“Today many businesses leave the decision of how, or even whether, to use AI solutions to their individual business units. Often little action is taken beyond developing proofs of concept. When action is taken, major problems can arise when these units do not collaborate on AI strategy, leaving the company with a host of incompatible or competing AI implementations. Not only can this cost both time and money, but the resulting lack of standards can undermine the ability to transform at scale.”
Rashed Haq, Enterprise Artificial Intelligence Transformation
Strategy can be defined as a continual and creative process in which one goes from where one is to where one wants to be.
In The Strategy Book, Max McKeown succinctly defines strategy as the best route to desirable ends with available means. Michael Porter, the Harvard Business School guru on competitive strategy, reminded us that the root of the problem with strategy is that there is consistent failure to distinguish between operational effectiveness and strategy. He also delineated that strategic positioning achieves sustainable competitive advantage by preserving what is distinctive about an organization, and that this is done by performing different activities from rivals or performing similar activities in different ways (both would be even better).
An AI strategy (or the lack of) in most if not all healthcare organizations is usually not much more than introducing AI technology in the form of one or a few projects in the organization without coherence nor insight.
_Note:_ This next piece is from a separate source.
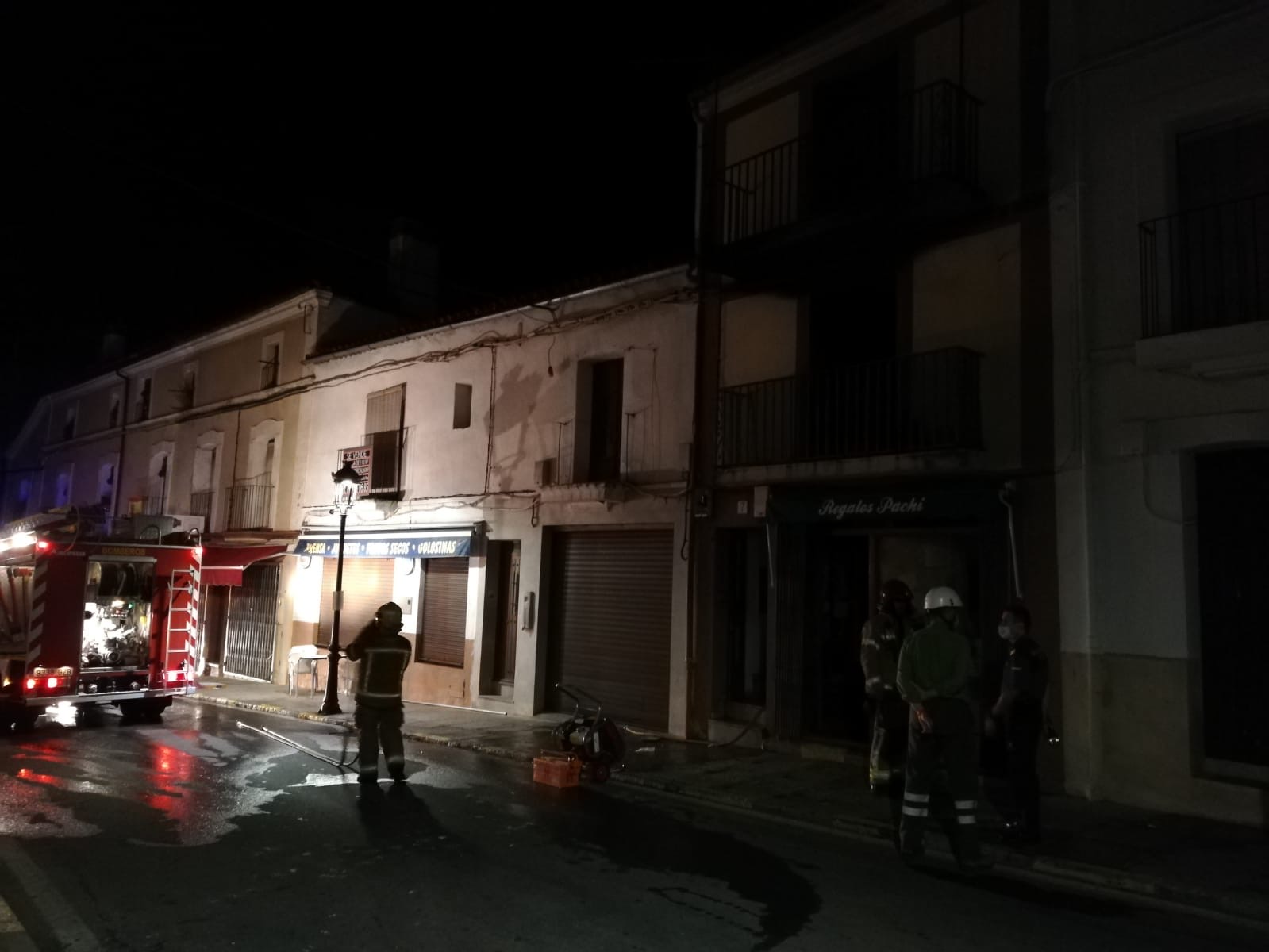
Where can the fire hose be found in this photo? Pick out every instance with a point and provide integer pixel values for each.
(302, 749)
AI strategy should instead be an approach and even philosophy that accommodates the AI technology in a substantive and transformative way to create synergies within the organization.
AI can therefore be an available central resource that is imbued in all sectors in a myriad of ways throughout the entire organization. In other words, AI needs to be embedded in the entire organization’s DNA and not in just a few selected members or sectors but in all stakeholders and their departments.
AI should therefore be a fundamental change in the organizational culture so that it becomes a part of the mindset of members from business development to marketing as well as operations and executives in the C-suite and clinicians.
In essence, AI strategy should create a centralized AI focus that is interwoven into the many areas of the organization rather than a fragmented AI approach that is frequently observed in healthcare organizations.